Amid concerns in Romania that demand for vaccines is slowing, Mr. Priscu said, “we wanted to show people a different way to get the needle.”
More than 19 percent of people in Romania have received at least one dose of a Covid-19 vaccine, according to the Our World in Data project at the University of Oxford. New daily coronavirus cases there have dropped significantly — around 1,200 each day on average — since spikes in November and March.
The castle joins the many weird and occasionally beautiful places around the world that are doubling as vaccine spots, some for convenience and some hoping to entice people by the location. They include Poet’s Corner at Westminster Abbey, the American Museum of Natural History, on the sand in Miami Beach and a ski resort in Colorado.

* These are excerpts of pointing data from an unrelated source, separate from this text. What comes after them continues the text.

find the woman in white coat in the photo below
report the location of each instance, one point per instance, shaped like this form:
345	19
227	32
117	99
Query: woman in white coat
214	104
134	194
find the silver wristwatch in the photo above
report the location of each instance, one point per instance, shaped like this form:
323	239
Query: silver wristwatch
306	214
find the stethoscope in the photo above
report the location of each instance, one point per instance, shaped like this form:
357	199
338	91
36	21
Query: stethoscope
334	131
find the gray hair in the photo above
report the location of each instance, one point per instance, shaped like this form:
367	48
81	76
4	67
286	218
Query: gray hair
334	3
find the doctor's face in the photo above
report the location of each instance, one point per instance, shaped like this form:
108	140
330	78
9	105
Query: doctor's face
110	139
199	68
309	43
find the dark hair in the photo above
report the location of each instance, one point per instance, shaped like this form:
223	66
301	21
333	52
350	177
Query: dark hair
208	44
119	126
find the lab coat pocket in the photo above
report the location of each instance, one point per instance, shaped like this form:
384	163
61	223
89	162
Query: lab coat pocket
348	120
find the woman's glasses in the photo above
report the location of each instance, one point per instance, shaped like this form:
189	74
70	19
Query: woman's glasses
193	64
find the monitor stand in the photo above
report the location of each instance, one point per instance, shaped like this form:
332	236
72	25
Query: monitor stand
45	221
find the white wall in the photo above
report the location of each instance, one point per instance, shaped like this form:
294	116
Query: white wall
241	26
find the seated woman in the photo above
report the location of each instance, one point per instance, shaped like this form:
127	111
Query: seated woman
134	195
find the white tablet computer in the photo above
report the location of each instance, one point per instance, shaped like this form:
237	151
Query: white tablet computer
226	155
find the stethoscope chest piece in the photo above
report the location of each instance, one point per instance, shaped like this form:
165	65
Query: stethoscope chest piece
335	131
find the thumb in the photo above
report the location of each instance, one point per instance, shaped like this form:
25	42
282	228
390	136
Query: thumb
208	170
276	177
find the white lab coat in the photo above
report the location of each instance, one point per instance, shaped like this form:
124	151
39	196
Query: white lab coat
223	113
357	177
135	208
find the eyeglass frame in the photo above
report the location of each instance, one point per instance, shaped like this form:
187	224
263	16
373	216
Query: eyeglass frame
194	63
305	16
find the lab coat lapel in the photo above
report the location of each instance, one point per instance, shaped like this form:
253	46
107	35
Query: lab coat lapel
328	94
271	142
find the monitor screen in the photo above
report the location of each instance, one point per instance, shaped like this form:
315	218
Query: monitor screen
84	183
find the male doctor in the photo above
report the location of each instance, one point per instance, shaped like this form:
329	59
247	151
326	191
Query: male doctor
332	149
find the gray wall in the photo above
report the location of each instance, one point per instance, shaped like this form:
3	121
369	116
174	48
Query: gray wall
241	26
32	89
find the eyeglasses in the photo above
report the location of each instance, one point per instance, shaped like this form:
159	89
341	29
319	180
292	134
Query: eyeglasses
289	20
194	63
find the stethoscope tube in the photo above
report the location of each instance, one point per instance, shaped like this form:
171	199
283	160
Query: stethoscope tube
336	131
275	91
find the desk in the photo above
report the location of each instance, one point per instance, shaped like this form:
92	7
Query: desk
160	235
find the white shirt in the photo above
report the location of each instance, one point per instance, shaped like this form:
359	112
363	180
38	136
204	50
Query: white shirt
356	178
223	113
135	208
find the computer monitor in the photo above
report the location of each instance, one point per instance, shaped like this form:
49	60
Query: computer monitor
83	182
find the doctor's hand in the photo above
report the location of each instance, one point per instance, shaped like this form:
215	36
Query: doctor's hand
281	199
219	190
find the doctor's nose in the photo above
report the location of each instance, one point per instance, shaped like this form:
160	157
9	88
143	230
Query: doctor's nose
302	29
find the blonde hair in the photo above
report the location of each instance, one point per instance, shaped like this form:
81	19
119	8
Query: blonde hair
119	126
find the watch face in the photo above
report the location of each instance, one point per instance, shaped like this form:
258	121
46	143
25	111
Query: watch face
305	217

If you’ve enjoyed working from home during the pandemic — no commute, cooking lunch in your own kitchen or being around family more often — the chief executive of WeWork has some thoughts about you.
“Those who are least engaged are very comfortable working from home,” Sandeep Mathrani, the C.E.O. of WeWork said at a Wall Street Journal event on Wednesday. “Those who are überly engaged with the company want to go to the office two-thirds of the time, at least.”
“People are happier when they come to work,” he added. The company is betting on people wanting to — or being required to — work outside of their homes once it is safe to do so widely.
His comments were not received well by many online as many companies and employees consider the post-Covid-19 workplace after more than a year of doing their jobs from home.
“I wonder why the C.E.O. of a company that rents office space would say this,” wrote one Twitter user.
Others noted that working from home has benefited parents and has improved some workers’ mental health.
Ann Johnson, a corporate vice president at Microsoft, wrote: “If the only way you can keep your employees engaged is by being in the office with them, you have a leadership issue — not an employee engagement issue.”
Google said this month that it would relax its remote work protocols and that it expected 20 percent of its employees to work remotely after its offices reopen. The tech giant had previously been one of the industry’s holdouts on flexible remote work, and Insider reported that some employees had threatened to quit if they couldn’t keep working from home.